Tpr-Met fusion protein is an oncogene fusion protein consisting of TPR and MET.

Structure 
Tpr-Met was generated following a chromosomal rearrangement induced by the treatment of a human osteogenic sarcoma cell line with the carcinogen N-methyl-N'-nitronitrosoguanidine. The genomic rearrangement fuses two genetic loci, translocated promoter region, from chromosome 1q25 which encodes a dimerization leucine zipper motif, and MET, from chromosome 7q31 which contributes the kinase domain and carboxy-terminus of the Met RTK. The resulting 65 kDa cytoplasmic Tpr-Met oncoprotein forms a dimer mediated through the Tpr leucine zipper.
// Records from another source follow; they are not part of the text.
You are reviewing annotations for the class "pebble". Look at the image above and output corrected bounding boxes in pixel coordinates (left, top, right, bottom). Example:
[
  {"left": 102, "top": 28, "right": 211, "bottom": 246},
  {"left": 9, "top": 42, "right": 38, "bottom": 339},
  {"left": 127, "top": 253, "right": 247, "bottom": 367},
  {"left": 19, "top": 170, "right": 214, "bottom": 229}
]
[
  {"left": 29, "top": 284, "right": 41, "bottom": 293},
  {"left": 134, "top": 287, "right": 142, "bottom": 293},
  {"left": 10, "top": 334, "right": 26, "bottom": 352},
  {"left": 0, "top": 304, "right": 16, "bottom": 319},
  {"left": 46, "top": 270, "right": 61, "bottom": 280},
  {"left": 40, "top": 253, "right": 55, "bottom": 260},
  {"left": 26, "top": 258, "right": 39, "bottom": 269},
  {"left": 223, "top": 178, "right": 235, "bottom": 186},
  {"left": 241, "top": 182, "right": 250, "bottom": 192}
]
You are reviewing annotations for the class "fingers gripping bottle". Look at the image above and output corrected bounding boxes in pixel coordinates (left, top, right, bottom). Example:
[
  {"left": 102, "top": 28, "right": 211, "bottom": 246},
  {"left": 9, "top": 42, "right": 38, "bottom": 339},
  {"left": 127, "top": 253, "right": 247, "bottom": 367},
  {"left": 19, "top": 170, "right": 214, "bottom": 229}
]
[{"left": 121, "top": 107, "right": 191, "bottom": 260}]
The Tpr-Met fusion protein lacks the extracellular, transmembrane and juxtamembrane domains of c-Met receptor, and has gained the Tpr dimerization motif, which allows constitutive and ligand-independent activation of the kinase. The loss of juxtamembrane sequences, necessary for the negative regulation of kinase activity and receptor degradation, prolongs duration of Met signalling.

Experimental evidences

Effects in muscle

Skeletal muscle 
Specific expression of Tpr-Met in terminally-differentiated skeletal muscle causes muscle wasting in vivo and exerts anti-differentiation effects in terminally differentiated myotubes. Constitutive activation of MET signaling has been suggested to cause defects in myogenic differentiation, contributing to rhabdomyosarcoma development and progression.

Cardiac muscle 
In a transgenic model, cardiac-specific expression of Tpr-Met oncogene during postnatal life causes heart failure with early-onset.